1. There has been some knitting - the boring but good for subtitle-reading body of the shawl before I get to the exciting but needing concentration lace border.

2. There has been some embroidery - the framework of my latest Visual Marks/Manor Farm piece. (The dots are where the first flowers will go.)

3. A couple of books. I added transparencies to the recycled card book I made a while ago, and made a quick index card book for the latest Daisy Yellow challenge. They should have been ATC’s, but I found these small index cards in a drawer, so decided to use them inste

4. We have had exciting outings, to Manor Farm again, by special request, and to the  Hythe Ferry, which we have only just discovered. If you wish to entertain a transport mad small person, it cannot be beat. Narrow gauge train ride? Yes, times two. Boat trip? Yes, times two. Huge ships to look at, which are loading and unloading cars, tractors and diggers? Yes, times two. An icecream while you watch the Isle of Wight catamaran sail in and out? Yes, but only one, unfortunately. Wensleydale suggested that next time - and I'm sure there will be a next time - we can make it nearly perfect by getting the bus between the ferry terminal and Southampton. Times two.
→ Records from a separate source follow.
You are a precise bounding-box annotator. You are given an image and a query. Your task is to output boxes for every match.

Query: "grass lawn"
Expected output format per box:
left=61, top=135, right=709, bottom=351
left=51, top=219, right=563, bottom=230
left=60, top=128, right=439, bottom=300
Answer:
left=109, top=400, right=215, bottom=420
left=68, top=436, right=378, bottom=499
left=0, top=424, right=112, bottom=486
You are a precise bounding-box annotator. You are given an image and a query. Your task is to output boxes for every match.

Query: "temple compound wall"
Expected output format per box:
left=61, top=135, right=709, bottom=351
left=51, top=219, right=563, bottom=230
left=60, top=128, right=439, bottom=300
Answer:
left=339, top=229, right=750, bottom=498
Next week should be marginally quieter as the little guys go back to school, but I have an invitation to the Mature Students' Welcome Event at Uni. It's beginning to get scary...

Saturday 23 August 2014

Another busy week.

So busy that although I know whose company we were in, I just had to check with Wensleydale what we did this week rather than last. We had a VIB (very important birthday) on Sunday, when the birthday boy received a variety of trains, construction vehicles and tractors. Bit of a theme there, you might think. 

Since then we have been to Basingstoke several times - more times in one week, I think, as I have been in the rest of my life. One was the result of a request to go to Milestones (more vehicles), two were in connection with a VEP (very expensive purchase) (another vehicle). We've managed with one car for all of this century, but the ageing of Honda number three (he had two predecessors) plus the demands of going down to Chichester three times a week, led to the purchase of Honda number 4. We are now feeling rather poorer, but at least we keep Honda in business. (Except that Honda 3 is 11 years old and we would have kept Honda 1 more than 7 years if he hadn't lost an argument with a truck. Fortunately he was the only one that got hurt.) (Honda 3 was sold when we decided we could manage with one car.)
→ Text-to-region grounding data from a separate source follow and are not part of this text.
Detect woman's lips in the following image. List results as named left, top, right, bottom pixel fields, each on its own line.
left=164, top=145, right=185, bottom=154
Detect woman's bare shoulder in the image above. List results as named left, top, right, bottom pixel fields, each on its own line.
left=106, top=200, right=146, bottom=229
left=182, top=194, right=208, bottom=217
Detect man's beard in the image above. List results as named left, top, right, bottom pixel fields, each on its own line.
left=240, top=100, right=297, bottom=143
We also went to Mottisfont, where we didn't see much of the children's illustrators exhibition, we were too busy climbing about in the new play area (big wooden things) and in the water play area.  (Get wet! Dam a stream! Get wet! Pump up water! Did I mention getting wet?) Strongly recommended to adventurous children of all ages, but do what we didn't (because we didn't know it was there) and take a towel and a change of clothes.

They loved the fish, too, both the real ones and these.
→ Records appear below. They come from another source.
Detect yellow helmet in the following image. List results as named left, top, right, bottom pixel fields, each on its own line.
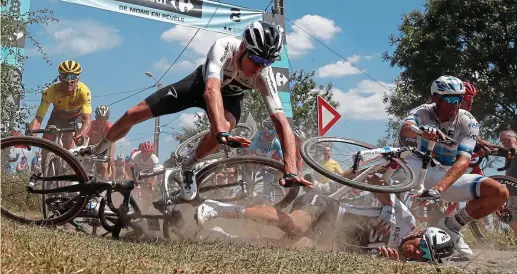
left=58, top=60, right=82, bottom=75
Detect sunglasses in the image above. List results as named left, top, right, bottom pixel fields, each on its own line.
left=439, top=95, right=463, bottom=104
left=60, top=74, right=79, bottom=81
left=248, top=53, right=274, bottom=67
left=420, top=238, right=432, bottom=261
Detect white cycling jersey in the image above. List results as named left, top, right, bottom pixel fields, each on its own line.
left=394, top=103, right=486, bottom=202
left=128, top=151, right=159, bottom=172
left=336, top=197, right=416, bottom=249
left=202, top=37, right=284, bottom=116
left=403, top=103, right=479, bottom=166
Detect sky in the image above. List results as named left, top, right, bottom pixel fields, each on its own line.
left=18, top=0, right=505, bottom=176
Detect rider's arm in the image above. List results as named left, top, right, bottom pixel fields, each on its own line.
left=399, top=106, right=428, bottom=144
left=203, top=41, right=229, bottom=135
left=30, top=87, right=53, bottom=134
left=271, top=113, right=298, bottom=175
left=77, top=86, right=92, bottom=139
left=256, top=72, right=297, bottom=175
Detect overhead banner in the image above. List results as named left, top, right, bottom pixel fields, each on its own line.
left=61, top=0, right=263, bottom=36
left=1, top=0, right=31, bottom=65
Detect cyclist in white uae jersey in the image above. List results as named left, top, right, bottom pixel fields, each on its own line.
left=397, top=75, right=509, bottom=258
left=83, top=21, right=312, bottom=203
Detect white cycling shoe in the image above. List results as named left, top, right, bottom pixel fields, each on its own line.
left=195, top=199, right=224, bottom=227
left=438, top=217, right=473, bottom=259
left=179, top=168, right=197, bottom=201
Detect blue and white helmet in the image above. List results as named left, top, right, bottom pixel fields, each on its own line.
left=430, top=76, right=466, bottom=96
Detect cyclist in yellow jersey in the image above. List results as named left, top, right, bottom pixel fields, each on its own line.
left=29, top=60, right=92, bottom=149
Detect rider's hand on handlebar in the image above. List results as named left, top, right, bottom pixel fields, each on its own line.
left=416, top=188, right=441, bottom=202
left=421, top=125, right=446, bottom=142
left=73, top=132, right=85, bottom=146
left=279, top=173, right=313, bottom=189
left=216, top=132, right=252, bottom=148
There has been some needlework. Socks have been finished 

and, for a change, and possibly a gift if it works out, a shawl has been started. Many, many times - I lost count after 8. It is not that it is a particularly difficult cast on, but last night I was tired, due to the stresses of driving back from Basingstoke in an unfamiliar car on the Friday before a bank holiday. Fortunately we know how to avoid the worst bit of the M3!

I had a few more goes this morning and eventually got it right, after I'd worked out that I needed to abandon my preconceptions that for a shawl you increase on every other row at two, or at most four, points. In this pattern there are 6 increase points but you don't increase at all of them every time. I think I've got my brain round it now.

And I have made a book. Instructions here.

It's a very small one, which is not quite perfect, due to some slips of the craft knife. The photos are 1" square. I'm pondering trying a slightly bigger version, but I have a feeling size isn't everything. 

And finally - the second Visual Marks/Manor Farm piece is nearly finished - just some leaves to add, plus framing it - always the worst bit!